|Re: Meeting on Thursday, April 26, 2007 [message #4172 is a reply to message #4170]
|Thu, 26 April 2007 06:39
Registered: June 2004
Location: GSI, Darmstadt
Dear Silvia and all,
I would like to comment your points:
1. from the summary table one can see that GSI dedicated 100 CPUs to Grid computing, which we did not fullfill so far. But we will certainly come close to that within this year. Especially when you compute the number of 100 CPUs into kSi2k of the time when this number has been pledged.
2. you reported nothing about failure rates at GSI.
what you reported is:
- integrated CPU time at GSI compared to other centres.
This value compares more or less with the percentual site share, which has been 4 to 5% at Muenster and 0.5% at GSI so far.
The reason for this is that we have been running continuously 3 Grid jobs at GSI for quite some time (and most of them successfully and without failures !!!)
since the high mem queue did not provide more than 3 machines in the batch farm and the other batch machines were not able to deal with the memory consumption of ALICE jobs. Since we put the D-Grid machines into production we run 10 jobs in average in parallel, which is already a significant improvement. We also tried already 2 jobs in parallel but the efficiency of job performance became definitely worse compared to only 1 job per machine. The reason might be found out by continous local job monitoring. According to our preliminary findings the peak of memory consumption, which happens only for a short while during reconstruction, may exceed the machine capabiliies when two jobs are running at the same time having the peak roughly at the same time, too.

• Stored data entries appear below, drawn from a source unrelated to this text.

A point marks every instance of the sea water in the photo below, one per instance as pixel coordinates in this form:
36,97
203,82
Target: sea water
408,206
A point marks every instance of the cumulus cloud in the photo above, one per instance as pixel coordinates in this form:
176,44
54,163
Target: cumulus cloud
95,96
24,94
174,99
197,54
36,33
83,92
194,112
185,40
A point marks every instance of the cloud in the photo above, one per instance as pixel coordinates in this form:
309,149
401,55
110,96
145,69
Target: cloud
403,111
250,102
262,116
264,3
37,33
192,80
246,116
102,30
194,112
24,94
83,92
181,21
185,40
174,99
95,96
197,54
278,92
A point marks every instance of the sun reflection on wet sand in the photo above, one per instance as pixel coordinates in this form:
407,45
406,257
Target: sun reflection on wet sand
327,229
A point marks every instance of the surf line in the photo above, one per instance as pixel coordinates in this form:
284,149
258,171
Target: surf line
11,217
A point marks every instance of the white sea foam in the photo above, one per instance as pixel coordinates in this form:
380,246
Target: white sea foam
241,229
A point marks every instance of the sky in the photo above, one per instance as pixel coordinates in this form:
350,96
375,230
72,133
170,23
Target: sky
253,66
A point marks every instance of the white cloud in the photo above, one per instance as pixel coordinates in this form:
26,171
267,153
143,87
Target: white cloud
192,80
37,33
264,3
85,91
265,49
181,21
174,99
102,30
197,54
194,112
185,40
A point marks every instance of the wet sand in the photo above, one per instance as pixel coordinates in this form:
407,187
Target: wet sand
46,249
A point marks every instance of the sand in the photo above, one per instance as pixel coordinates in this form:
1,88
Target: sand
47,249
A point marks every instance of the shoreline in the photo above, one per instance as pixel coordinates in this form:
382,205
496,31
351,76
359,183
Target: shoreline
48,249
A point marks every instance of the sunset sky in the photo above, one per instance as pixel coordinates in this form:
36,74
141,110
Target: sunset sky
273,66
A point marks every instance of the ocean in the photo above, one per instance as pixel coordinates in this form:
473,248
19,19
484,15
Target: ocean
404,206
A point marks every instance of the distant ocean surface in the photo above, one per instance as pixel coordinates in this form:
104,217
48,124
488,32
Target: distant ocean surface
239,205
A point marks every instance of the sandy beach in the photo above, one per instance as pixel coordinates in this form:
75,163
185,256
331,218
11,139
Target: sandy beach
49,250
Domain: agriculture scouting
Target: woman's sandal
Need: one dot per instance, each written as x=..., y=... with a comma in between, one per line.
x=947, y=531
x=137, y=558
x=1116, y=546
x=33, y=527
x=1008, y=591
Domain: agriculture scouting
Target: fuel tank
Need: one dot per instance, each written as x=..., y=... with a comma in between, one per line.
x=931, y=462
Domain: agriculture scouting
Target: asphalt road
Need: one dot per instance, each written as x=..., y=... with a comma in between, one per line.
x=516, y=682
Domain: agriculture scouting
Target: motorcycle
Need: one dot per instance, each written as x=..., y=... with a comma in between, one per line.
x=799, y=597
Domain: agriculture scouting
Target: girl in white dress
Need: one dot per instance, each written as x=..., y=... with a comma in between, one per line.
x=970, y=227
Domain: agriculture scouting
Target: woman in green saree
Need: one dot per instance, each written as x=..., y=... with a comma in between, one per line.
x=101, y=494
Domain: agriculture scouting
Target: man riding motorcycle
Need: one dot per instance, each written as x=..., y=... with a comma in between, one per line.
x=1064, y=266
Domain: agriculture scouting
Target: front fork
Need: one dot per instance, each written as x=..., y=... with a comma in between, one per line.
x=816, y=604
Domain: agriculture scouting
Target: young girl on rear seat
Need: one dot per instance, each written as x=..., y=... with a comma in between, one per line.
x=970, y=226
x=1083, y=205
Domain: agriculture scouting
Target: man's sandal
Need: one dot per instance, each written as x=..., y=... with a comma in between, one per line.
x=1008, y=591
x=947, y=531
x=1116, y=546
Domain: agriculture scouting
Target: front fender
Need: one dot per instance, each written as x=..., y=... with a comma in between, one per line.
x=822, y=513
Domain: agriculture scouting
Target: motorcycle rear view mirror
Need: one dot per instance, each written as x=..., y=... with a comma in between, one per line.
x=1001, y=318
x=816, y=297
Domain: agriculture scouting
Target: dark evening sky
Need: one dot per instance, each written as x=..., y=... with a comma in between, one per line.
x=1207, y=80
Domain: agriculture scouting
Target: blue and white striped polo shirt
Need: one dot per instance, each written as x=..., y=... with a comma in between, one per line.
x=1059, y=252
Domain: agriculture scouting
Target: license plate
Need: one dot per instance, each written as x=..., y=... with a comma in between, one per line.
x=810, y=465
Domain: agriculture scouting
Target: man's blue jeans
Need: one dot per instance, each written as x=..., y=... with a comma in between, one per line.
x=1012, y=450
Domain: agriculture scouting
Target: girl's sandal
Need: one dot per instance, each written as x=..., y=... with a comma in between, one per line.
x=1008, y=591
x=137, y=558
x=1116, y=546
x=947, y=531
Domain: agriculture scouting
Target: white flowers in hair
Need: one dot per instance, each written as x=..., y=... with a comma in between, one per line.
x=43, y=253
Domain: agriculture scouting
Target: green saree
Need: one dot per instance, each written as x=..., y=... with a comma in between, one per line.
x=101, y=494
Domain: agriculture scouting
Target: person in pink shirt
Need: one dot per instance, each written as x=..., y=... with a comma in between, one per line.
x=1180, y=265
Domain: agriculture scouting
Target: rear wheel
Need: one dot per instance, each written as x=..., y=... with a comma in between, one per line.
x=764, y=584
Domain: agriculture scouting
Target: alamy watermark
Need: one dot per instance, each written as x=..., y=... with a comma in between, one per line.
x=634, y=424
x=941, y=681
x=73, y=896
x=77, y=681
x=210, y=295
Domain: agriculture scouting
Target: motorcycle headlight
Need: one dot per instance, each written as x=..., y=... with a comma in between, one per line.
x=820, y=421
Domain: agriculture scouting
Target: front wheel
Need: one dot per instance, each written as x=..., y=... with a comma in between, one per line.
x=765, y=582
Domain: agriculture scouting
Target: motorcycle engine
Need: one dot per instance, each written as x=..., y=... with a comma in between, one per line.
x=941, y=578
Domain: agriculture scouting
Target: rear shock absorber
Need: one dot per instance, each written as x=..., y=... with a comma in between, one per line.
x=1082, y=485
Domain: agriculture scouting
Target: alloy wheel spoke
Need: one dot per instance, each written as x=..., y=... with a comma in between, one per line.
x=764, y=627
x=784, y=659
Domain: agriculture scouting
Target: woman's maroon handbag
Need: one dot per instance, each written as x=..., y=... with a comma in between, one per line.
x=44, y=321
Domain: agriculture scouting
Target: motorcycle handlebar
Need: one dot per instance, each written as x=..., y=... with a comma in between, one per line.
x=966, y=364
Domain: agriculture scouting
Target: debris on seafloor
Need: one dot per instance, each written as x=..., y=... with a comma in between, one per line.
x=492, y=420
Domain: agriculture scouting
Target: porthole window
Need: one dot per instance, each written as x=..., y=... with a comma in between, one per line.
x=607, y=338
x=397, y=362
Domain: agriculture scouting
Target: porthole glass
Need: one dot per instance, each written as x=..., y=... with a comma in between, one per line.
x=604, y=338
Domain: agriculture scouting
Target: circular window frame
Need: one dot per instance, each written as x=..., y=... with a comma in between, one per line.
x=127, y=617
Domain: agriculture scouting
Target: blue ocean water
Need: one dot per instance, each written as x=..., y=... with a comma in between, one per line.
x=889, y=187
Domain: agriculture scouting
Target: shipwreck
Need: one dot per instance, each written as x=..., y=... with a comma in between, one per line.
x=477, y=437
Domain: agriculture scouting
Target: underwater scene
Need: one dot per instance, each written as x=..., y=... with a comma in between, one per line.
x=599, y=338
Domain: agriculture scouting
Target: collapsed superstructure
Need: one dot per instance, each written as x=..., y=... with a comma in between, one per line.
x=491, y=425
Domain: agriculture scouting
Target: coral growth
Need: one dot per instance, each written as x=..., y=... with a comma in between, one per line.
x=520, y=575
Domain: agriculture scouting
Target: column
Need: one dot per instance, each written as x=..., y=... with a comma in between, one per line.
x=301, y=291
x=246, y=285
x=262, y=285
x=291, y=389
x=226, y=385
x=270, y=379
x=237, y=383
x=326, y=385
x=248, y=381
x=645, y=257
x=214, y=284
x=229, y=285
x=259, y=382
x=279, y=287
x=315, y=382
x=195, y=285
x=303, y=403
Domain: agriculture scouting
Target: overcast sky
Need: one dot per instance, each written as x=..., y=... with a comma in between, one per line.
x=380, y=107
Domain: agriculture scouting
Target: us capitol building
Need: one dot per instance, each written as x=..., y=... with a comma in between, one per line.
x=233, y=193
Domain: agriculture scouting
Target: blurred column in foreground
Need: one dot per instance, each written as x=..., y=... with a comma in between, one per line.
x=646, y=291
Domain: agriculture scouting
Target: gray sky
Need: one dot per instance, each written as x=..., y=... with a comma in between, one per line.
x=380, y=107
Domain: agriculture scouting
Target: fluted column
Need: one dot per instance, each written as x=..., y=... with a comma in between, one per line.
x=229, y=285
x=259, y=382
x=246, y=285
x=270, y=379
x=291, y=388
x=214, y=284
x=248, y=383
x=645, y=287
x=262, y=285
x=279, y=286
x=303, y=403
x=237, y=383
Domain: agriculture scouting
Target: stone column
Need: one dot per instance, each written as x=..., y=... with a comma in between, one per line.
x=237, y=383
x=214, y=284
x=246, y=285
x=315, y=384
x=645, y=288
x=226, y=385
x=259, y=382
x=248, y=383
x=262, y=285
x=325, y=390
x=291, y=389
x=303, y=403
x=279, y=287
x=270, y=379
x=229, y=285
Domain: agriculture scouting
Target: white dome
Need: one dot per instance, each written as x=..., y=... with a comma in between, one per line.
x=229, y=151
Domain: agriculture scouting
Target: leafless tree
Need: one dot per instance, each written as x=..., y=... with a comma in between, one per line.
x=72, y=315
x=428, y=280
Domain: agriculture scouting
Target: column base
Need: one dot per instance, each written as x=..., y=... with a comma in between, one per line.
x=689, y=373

In any case if the integrated CPU time at GSI compares with the percentual share of jobs running at GSI then the failure rate at GSI also compares with other sites.
Memory consumption of ALICE jobs at 64bit machines used to be significantly higher than at non 64bit machines with former AliRoot versions. This improved slightly with newer AliRoot versions.
If you compare the memory of GSI batch machines with other machines then please consider that our machines rarely have SWAP but mainly the on board memory. The Linux group believes that it does not make sense to use SWAP since this would slow down the jobs too much and would abuse the local disk.
The GSI bandwidth does not provide a reason for job failure. The GSI bandwidth is just limiting the amount of jobs we can run in parallel. The Suedhessennetz is not yet in production for our Grid jobs due to the mentioned political problems, which are not yet solved.
xrootd cluster: I agree with the problem analysis of Horst Goeringer and I also agree that we should follow up this more closely.
Cheers and have fun,